Esta naturaleza dialéctica de la angustia es la que ha hecho que el ser humano rehuyera en todo momento y lugar, como si de la peste se tratara, la realidad terrible de la angustia. La angustia, en su espiral sin fin, hablaba al hombre de su desamparo, del hundimiento de su mundo, de la crisis de sus creencias y valores, impeliéndolo a la inacción paralizante que debería conducirle a una meditación pausada y reflexiva sobre su vida. El ser angustiado, paralizado, se encontraba en posición introspectiva, ensimismado, espantado y horrorizado de encontrase hundido y sin posibilidad de salvación, se veía irremisiblemente perdido por causa propia. La única manera de salir de la angustia parecía ser con un cambio radical, no tan solo de vida sino del propio ser: «renovarse o morir», parecía ser el lema. No es de extrañar que esta visión que la sabiduría popular tenía de la angustia supusiera que esta amenazaba con acabar irremisiblemente en la muerte por suicidio, haciendo que el sujeto se viera continuamente amenazado por la tentación de la desesperación. La pérdida de vista de la realidad, la oclusión del horizonte de futuro, la vivencia radical del sinsentido, la percepción de pérdida de suelo y un sufrimiento de tal profundidad llevan a que se desee acabar, aunque sea a costa de la propia vida.
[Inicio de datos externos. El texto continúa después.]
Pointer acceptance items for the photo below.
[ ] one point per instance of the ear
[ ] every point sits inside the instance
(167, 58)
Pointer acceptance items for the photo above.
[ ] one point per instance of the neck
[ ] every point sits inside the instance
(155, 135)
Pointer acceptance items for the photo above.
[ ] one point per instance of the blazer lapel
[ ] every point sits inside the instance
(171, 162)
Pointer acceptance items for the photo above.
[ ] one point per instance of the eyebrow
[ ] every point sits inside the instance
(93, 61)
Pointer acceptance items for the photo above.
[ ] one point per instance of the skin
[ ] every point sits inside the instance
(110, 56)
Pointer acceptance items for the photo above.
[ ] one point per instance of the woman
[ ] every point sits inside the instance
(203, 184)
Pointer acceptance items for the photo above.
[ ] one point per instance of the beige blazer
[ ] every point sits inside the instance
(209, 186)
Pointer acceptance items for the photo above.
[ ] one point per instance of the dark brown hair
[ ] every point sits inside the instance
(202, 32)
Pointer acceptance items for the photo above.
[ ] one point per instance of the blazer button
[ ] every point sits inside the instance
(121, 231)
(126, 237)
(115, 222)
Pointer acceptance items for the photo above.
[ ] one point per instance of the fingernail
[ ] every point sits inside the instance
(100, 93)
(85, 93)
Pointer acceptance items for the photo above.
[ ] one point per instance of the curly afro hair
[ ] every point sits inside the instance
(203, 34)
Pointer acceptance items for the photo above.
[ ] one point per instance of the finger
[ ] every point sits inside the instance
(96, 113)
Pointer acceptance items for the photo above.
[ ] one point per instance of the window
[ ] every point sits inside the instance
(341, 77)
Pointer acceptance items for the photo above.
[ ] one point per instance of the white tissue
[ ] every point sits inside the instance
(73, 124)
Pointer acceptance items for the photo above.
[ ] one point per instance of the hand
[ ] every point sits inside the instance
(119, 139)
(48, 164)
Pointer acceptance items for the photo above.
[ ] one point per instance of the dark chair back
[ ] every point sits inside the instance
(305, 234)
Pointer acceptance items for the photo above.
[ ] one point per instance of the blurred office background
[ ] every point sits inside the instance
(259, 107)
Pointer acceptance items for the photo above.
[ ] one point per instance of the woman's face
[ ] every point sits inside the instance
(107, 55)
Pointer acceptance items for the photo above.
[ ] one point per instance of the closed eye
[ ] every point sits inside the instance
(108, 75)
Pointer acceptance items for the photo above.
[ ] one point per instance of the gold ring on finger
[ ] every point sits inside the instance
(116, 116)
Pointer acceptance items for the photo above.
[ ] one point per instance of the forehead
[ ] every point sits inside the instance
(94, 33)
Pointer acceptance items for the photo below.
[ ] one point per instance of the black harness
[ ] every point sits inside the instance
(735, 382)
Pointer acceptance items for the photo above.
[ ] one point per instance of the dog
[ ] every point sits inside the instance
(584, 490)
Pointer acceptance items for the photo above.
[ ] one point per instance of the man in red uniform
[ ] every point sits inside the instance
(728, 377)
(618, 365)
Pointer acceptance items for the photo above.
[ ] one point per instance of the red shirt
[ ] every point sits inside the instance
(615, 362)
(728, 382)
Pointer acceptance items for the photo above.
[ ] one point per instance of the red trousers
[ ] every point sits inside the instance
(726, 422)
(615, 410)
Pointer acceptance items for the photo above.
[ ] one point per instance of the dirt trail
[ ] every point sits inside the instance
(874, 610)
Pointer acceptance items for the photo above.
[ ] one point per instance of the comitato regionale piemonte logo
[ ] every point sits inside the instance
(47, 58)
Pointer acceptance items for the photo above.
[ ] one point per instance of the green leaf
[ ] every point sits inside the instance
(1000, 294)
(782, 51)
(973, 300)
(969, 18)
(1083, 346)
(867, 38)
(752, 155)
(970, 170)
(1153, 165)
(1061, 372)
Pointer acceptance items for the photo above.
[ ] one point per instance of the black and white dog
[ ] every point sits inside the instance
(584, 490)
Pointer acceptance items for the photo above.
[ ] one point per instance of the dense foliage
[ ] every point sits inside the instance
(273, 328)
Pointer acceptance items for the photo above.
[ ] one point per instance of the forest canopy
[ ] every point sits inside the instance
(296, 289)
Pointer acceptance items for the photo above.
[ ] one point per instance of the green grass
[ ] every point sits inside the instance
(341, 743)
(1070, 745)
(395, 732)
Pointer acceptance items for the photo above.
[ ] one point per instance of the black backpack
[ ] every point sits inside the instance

El hombre actual, agobiado por el peso finisecular de una sociedad que está harta ya de vivir en la crisis y busca tan solo maneras de habitar la crisis, anhela narcóticos, mecanismos de evasión, finales felices, motivos para la acción, fuentes de renovadas esperanzas. La conciencia apocalíptica de nuestro tiempo, fruto de una escatología sin futuro, apela necesariamente a la búsqueda de nuevas formas de esperanza. La capacidad de resistencia del viviente, su autoestimulación a la vida aún allí donde todo parece volverse en contra, es tan fuerte que nunca renunciará a alguna forma de esperanza con la que enfrentarse con los males, los peligros y los retos de su propia época.